Mitigating the Compiler Optimization Phase-Ordering problem using Machine Learning

Mitigating the Compiler Optimization Phase-Ordering Problem using Machine Learning.

TL;DR: There are a lot of compiler optimizations to choose from in the modern compilers. Order in which these optimization are applied greatly affects the performance. In this paper they model the phase ordering and optimization technique as a Markov process to understand the context and ANNs to predict and apply a best technique at a given instant in the optimization process for optimization.
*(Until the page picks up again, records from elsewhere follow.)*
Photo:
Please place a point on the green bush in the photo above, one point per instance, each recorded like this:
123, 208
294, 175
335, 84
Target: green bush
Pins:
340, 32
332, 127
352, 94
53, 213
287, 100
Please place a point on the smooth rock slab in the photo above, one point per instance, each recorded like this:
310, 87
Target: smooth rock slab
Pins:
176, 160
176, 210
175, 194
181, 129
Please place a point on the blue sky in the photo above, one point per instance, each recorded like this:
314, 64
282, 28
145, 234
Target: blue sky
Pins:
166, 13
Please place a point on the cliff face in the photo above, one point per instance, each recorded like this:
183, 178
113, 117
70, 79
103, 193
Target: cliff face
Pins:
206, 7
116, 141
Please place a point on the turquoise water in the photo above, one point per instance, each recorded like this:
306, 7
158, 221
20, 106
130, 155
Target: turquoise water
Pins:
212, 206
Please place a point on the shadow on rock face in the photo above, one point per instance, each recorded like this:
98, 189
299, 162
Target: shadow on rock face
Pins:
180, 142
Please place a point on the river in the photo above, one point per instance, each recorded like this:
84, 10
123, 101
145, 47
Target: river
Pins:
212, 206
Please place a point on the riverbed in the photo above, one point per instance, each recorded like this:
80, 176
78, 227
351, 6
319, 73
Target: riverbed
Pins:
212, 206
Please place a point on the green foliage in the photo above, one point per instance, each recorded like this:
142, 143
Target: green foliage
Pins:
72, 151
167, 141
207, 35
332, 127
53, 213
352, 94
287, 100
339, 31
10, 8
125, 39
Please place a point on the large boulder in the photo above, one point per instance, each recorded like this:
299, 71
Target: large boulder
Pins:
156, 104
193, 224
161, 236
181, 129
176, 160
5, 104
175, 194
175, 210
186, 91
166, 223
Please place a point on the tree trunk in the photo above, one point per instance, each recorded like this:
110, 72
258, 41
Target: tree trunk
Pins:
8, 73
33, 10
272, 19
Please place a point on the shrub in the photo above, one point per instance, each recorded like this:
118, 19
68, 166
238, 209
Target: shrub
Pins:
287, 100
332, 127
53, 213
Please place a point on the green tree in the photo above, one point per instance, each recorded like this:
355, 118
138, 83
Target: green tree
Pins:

However, instant at which these optimizations are applied greatly affects the performance of the overall application as each of the optimizations interacts with the code and other optimization techniques.

Brief introduction As mentioned above, modern compilers offer many options

I believe this is one of the sophisticated modeling technique which may not have been necessary in the current status of DL advancement(esp. time series and state space modelling). The interplay between the optimizations applied and the optimization to apply is modeled as a Markov process. However, the scenario gets even tougher when the application is running alongside compilation like in the JIT compilation paradigm. In a gist the the ANN predicts the next optimization to be applied based on the current optimized state of the method. This stateful behavior exactly fits into the culture of Markov process.

What already exists, whats the need for this Project?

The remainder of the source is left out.